By Gisela Telis ScienceNOW Daily News 4 May 2009

• The millions of people who suffer from narcolepsy might have their immune system to blame. Researchers have tied the disabling sleep disorder to two immune system genes, suggesting that it's an autoimmune disease. The discovery may eventually lead to improved narcolepsy treatments.

• Narcolepsy affects 1 in every 2000 people, making it about as common as multiple sclerosis. The disorder encompasses an odd constellation of symptoms, including overwhelming daytime drowsiness, uncontrollable sleep attacks, and cataplexy, a sudden loss of muscle tone after an intense emotional outburst, like a good laugh. Sufferers rely on a mix of stimulants and sleep-suppressing drugs to control the disorder, but no cure exists.

• Emmanuel Mignot, a sleep researcher with the Stanford University School of Medicine in Palo Alto, California, has been studying narcolepsy for more than 20 years. In the late 1990s, his team discovered that narcoleptics lack hypocretin, a hormone produced by a few brain cells that helps keep people and animals awake. In narcoleptic patients, the mechanism that makes the hormone is intact, but the cells are missing, suggesting that something destroys them.

• Narcoleptics are also likely to have a specific variant of the human leukocyte antigen. HLA instigates the body's immune response by presenting fragments from pathogens to the immune cells, which in turn fight the pathogens off. Most autoimmune diseases, such as multiple sclerosis and type 1 diabetes, are associated with specific HLAs. Although later studies found no further evidence of an immune link, the coincidence made Mignot and many other sleep researchers suspect that an autoimmune attack was ravaging narcoleptics' hypocretin-producing cells.

• To test the idea, Mignot teamed with Stanford geneticist Joachim Hallmayer and a network of colleagues spanning three continents. The researchers analyzed DNA from nearly 4000 participants, all of whom shared the same narcolepsy-linked HLA but only about half of whom had narcolepsy. They found that the narcoleptics in the study shared a version of another gene that tells T cells--the immune cells that destroy intruders--how to react to the pathogens that HLA molecules bring them. The result indicates that T cells and HLA, which together regulate much of the body's immune response, gang up in a unique way to destroy narcoleptics' hypocretin cells, the team report online this week in Nature Genetics.

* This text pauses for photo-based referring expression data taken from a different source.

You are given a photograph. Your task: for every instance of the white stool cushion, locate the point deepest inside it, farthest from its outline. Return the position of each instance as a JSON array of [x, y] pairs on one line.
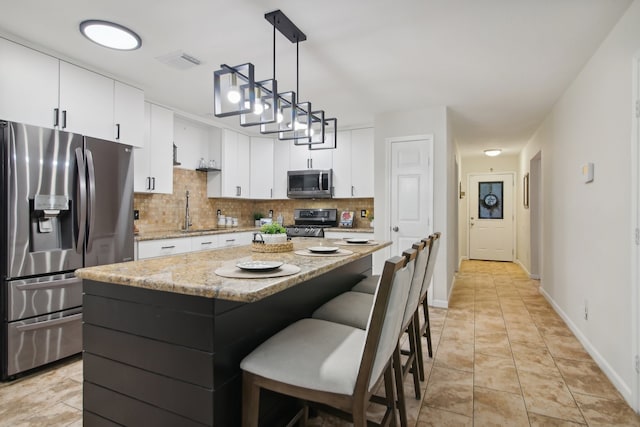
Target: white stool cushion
[[349, 308], [311, 353], [368, 285]]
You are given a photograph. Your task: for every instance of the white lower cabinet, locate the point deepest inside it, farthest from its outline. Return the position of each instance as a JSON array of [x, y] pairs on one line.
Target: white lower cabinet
[[201, 243], [235, 239], [180, 245], [347, 235], [163, 247]]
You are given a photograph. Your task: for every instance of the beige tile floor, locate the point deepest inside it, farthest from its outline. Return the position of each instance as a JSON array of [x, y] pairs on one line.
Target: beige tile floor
[[502, 357]]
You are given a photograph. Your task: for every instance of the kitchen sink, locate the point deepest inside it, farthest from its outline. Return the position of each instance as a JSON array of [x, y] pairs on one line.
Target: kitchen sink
[[200, 230]]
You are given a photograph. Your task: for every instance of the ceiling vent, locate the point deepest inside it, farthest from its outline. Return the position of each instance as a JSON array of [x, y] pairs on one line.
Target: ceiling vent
[[179, 60]]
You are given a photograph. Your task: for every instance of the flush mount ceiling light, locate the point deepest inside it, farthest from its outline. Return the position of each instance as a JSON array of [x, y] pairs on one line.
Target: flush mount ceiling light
[[109, 34], [236, 92]]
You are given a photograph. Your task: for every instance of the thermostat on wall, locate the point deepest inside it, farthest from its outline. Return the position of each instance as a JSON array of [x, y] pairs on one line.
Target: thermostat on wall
[[587, 172]]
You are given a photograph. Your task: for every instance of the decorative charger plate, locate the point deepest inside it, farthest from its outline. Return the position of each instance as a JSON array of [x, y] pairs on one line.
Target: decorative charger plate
[[323, 249], [259, 265], [357, 240]]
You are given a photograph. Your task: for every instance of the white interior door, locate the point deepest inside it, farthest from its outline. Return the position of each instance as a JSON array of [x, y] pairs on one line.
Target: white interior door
[[491, 217], [411, 192]]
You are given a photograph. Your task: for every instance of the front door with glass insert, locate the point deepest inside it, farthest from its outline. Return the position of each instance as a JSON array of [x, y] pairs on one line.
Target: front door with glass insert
[[491, 217]]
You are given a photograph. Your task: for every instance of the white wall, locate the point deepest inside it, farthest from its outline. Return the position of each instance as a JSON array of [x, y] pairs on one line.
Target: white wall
[[195, 140], [430, 121], [586, 228], [480, 164]]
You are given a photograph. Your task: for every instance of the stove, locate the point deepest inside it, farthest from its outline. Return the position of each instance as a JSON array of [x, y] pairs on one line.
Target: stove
[[312, 222], [305, 230]]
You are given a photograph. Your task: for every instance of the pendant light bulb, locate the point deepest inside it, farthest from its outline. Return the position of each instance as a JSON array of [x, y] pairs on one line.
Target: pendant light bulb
[[258, 108], [233, 93]]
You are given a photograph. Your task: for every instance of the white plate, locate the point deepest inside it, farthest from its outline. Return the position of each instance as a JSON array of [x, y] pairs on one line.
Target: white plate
[[259, 265], [323, 249], [357, 240]]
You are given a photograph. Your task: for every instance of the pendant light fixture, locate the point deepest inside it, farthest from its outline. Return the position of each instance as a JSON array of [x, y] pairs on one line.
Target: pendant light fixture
[[259, 103]]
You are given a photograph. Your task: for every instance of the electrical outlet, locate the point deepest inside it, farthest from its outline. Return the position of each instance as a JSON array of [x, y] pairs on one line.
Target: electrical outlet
[[586, 310]]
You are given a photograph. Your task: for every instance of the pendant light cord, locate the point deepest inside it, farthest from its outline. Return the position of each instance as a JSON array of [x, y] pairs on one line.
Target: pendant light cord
[[298, 68]]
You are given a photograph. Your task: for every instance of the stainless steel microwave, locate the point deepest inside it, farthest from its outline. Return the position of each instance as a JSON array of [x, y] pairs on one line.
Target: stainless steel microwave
[[310, 184]]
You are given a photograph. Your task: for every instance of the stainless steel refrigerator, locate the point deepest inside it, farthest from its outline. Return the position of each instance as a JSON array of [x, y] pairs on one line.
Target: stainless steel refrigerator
[[67, 202]]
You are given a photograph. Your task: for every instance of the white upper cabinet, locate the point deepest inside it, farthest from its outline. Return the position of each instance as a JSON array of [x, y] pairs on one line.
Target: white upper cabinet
[[300, 157], [234, 179], [128, 114], [86, 102], [353, 164], [280, 168], [28, 85], [262, 168], [342, 166], [362, 162], [41, 90], [153, 164]]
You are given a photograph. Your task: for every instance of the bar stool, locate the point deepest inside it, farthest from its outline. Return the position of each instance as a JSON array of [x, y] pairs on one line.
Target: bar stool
[[425, 329], [331, 364], [353, 308]]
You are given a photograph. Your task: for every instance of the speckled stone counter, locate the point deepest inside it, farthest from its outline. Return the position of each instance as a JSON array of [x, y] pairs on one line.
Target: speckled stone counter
[[163, 338], [194, 273], [172, 234]]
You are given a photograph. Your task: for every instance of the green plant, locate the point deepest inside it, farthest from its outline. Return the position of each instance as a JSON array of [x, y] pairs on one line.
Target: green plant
[[273, 228]]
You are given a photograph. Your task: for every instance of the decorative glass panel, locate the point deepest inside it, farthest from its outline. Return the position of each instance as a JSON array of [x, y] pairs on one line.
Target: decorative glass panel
[[490, 202]]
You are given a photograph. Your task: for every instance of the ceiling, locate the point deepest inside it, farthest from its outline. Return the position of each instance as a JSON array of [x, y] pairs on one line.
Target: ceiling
[[498, 65]]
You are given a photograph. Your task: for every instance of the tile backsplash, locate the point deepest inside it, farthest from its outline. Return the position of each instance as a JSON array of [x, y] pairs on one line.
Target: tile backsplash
[[161, 212]]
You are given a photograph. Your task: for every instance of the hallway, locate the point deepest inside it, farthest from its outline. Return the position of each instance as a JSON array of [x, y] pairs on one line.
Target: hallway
[[504, 357]]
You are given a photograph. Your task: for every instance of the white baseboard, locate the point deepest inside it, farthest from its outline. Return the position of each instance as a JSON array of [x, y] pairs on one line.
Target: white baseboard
[[439, 303], [462, 258], [618, 382]]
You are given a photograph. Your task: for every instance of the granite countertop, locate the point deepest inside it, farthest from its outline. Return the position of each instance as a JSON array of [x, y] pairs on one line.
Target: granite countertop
[[194, 273], [172, 234]]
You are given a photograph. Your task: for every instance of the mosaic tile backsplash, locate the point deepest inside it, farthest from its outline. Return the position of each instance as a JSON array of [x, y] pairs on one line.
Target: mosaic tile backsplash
[[160, 212]]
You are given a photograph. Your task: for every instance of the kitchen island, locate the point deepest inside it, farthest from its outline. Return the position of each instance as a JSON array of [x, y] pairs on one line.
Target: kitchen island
[[163, 337]]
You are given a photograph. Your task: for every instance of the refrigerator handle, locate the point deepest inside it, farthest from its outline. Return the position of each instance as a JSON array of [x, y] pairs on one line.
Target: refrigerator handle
[[81, 205], [91, 190]]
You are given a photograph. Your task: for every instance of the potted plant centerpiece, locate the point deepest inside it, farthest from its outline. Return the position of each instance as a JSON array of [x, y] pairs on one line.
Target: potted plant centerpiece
[[271, 238], [273, 233], [256, 218]]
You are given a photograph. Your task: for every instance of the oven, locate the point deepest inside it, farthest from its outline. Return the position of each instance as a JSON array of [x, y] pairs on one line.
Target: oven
[[312, 222]]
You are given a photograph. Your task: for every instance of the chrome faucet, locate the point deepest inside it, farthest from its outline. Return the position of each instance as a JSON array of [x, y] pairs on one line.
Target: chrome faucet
[[187, 218]]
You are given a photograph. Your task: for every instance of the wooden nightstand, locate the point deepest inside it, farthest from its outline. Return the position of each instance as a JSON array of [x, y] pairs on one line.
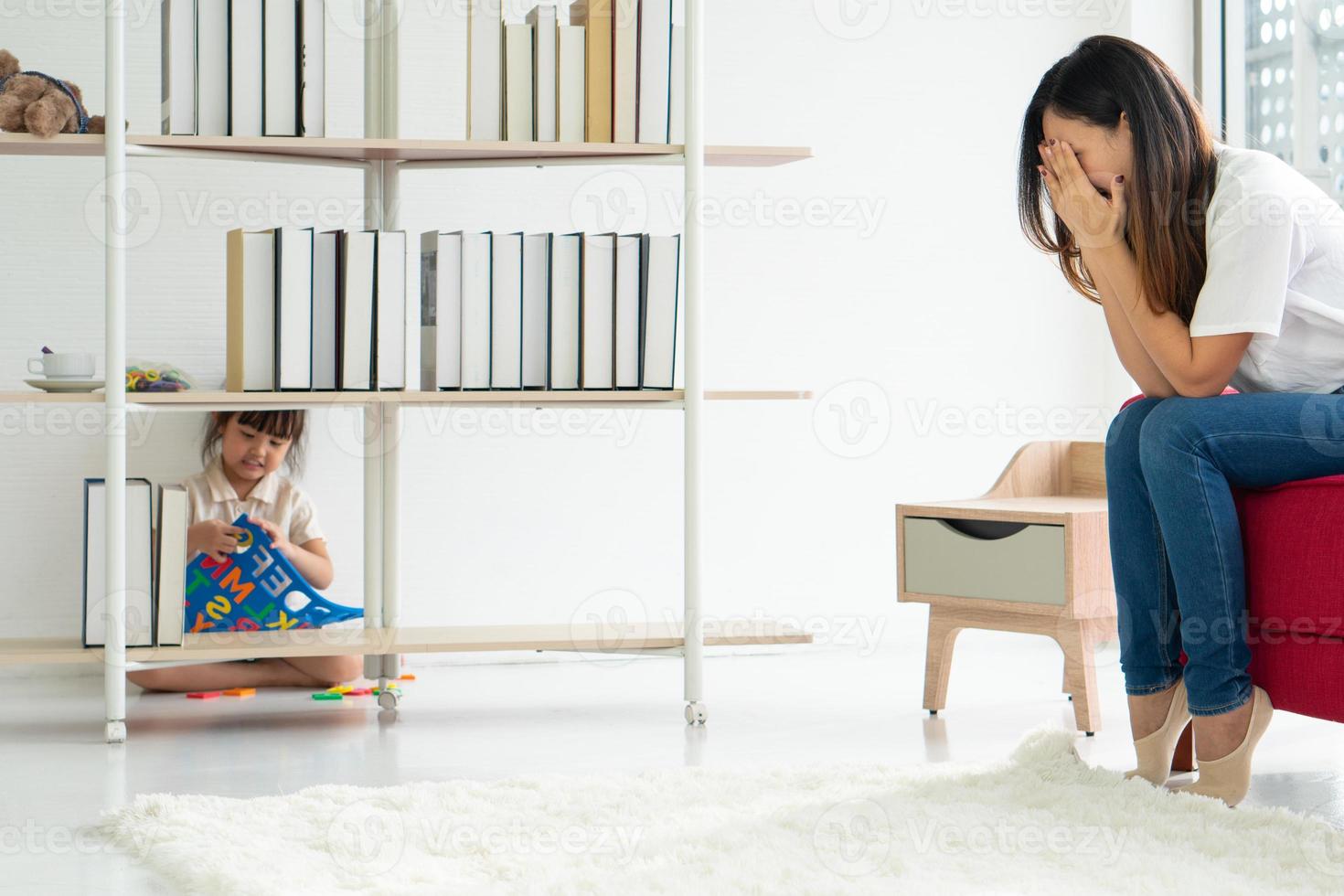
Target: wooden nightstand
[[1029, 555]]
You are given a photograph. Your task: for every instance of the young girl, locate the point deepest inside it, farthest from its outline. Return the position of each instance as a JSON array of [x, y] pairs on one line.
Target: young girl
[[242, 453], [1214, 265]]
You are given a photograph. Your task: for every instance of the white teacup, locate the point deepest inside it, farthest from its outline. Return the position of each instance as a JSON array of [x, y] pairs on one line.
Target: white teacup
[[63, 366]]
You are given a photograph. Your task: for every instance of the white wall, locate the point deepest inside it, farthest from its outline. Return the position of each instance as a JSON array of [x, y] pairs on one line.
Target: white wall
[[909, 303]]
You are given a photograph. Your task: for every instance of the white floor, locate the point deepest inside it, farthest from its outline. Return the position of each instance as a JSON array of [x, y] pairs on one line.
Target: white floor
[[798, 704]]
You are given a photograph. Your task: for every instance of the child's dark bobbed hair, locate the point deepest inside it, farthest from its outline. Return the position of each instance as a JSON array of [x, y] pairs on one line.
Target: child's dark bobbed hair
[[283, 425]]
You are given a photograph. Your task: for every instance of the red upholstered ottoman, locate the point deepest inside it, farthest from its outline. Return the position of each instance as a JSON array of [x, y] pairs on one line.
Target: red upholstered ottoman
[[1293, 546]]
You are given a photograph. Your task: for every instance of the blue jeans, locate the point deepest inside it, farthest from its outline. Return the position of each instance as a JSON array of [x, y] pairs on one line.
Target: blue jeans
[[1175, 539]]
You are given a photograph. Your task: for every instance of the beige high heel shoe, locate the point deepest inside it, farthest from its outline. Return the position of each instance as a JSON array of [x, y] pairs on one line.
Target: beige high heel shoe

• The study doesn't explain why T cells target the hypocretin cells specifically, says Mignot. It also sheds no light on what triggers the attack in the first place, a mystery for most autoimmune diseases. "We don't know why bodies go haywire and start attacking themselves," he says. But Mignot hopes future studies will reveal the culprit. In the meantime, knowing the autoimmune trigger could lead to new and more effective treatments for narcolepsy, he says.

• "We've known for years that narcolepsy is probably an autoimmune disease, but every attempt to prove it has turned up nothing," says Michael Silber, a neuroscientist with the Mayo Clinic in Rochester, Minnesota. "This study doesn't conclusively prove narcolepsy is autoimmune, but it's a major step in that direction."